Last Updated on 12 February 2024
Blessed are the poor in spirit, for theirs is the kingdom of heaven.
Reaching rockbottom in a life of addiction has been for me the entrance to real life in recovery.
Blessed are those who mourn, for they shall be comforted.
The necessary experience of grief through withdrawal has made it possible for me to experience deep comfort and peace.
Blessed are the meek, for they shall inherit the earth.
Learning to be humble in the face of addiction and the harm my defects have caused is bringing me great and enduring riches.
Blessed are those who hunger and thirst for righteousness, for they shall be satisfied.
In recovery I am eager for not just bottom line sobriety, but to be the best me I can be, and I know I am on the way.
Blessed are the merciful, for they shall receive mercy.
In addiction I often preferred to judge and blame others; in recovery I am choosing more and more to be compassionate towards others, and in doing that I am experiencing more and more acceptance from others.
Blessed are the pure in heart, for they shall see God.

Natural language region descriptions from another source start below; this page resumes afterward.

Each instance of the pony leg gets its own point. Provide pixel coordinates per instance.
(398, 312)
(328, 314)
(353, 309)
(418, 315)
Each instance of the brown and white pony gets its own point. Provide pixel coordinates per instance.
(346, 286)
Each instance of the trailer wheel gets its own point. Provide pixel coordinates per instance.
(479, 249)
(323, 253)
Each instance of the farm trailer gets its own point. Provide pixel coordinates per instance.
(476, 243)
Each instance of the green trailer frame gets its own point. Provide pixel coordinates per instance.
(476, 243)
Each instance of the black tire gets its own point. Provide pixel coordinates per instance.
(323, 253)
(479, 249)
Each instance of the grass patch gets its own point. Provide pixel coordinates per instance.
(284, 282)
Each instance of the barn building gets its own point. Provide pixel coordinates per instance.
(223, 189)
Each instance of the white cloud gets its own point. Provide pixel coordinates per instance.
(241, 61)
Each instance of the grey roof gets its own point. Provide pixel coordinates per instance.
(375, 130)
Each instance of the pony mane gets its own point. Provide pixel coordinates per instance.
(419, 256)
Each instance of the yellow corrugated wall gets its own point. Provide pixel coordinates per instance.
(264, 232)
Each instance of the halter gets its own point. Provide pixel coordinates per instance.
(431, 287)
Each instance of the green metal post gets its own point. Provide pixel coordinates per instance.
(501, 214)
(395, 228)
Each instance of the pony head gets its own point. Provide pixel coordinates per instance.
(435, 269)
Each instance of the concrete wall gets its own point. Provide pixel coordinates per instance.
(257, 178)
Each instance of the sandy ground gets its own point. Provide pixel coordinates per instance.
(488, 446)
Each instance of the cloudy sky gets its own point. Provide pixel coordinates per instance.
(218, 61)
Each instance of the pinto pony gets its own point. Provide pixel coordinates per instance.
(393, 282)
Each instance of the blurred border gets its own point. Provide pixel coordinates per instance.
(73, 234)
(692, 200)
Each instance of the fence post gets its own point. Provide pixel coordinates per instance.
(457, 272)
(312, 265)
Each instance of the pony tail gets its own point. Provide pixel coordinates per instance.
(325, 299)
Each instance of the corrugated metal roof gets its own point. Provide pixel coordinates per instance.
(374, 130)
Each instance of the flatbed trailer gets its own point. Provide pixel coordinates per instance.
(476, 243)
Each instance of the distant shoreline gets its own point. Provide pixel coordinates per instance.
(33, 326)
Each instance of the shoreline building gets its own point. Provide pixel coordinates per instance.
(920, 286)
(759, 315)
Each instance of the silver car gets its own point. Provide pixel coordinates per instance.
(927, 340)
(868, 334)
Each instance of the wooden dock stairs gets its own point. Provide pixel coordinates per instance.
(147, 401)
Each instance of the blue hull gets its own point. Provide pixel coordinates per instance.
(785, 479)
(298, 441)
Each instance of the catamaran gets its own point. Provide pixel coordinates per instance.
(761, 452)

Through my own growth in pure thinking and acting in all areas of life, I am catching glimpses of God’s own nature.
Blessed are the peacemakers, for they shall be called sons of God.
Making amends has become a way of life for me, and in that experience I am living out my identity as a beloved son of God.
Blessed are those who are persecuted for righteousness’ sake, for theirs is the kingdom of heaven.
Blessed are you when others revile you and persecute you and utter all kinds of evil against you falsely on my account.
I am able to receive judgement and rejection by being secure in the knowledge of God’s acceptance of me.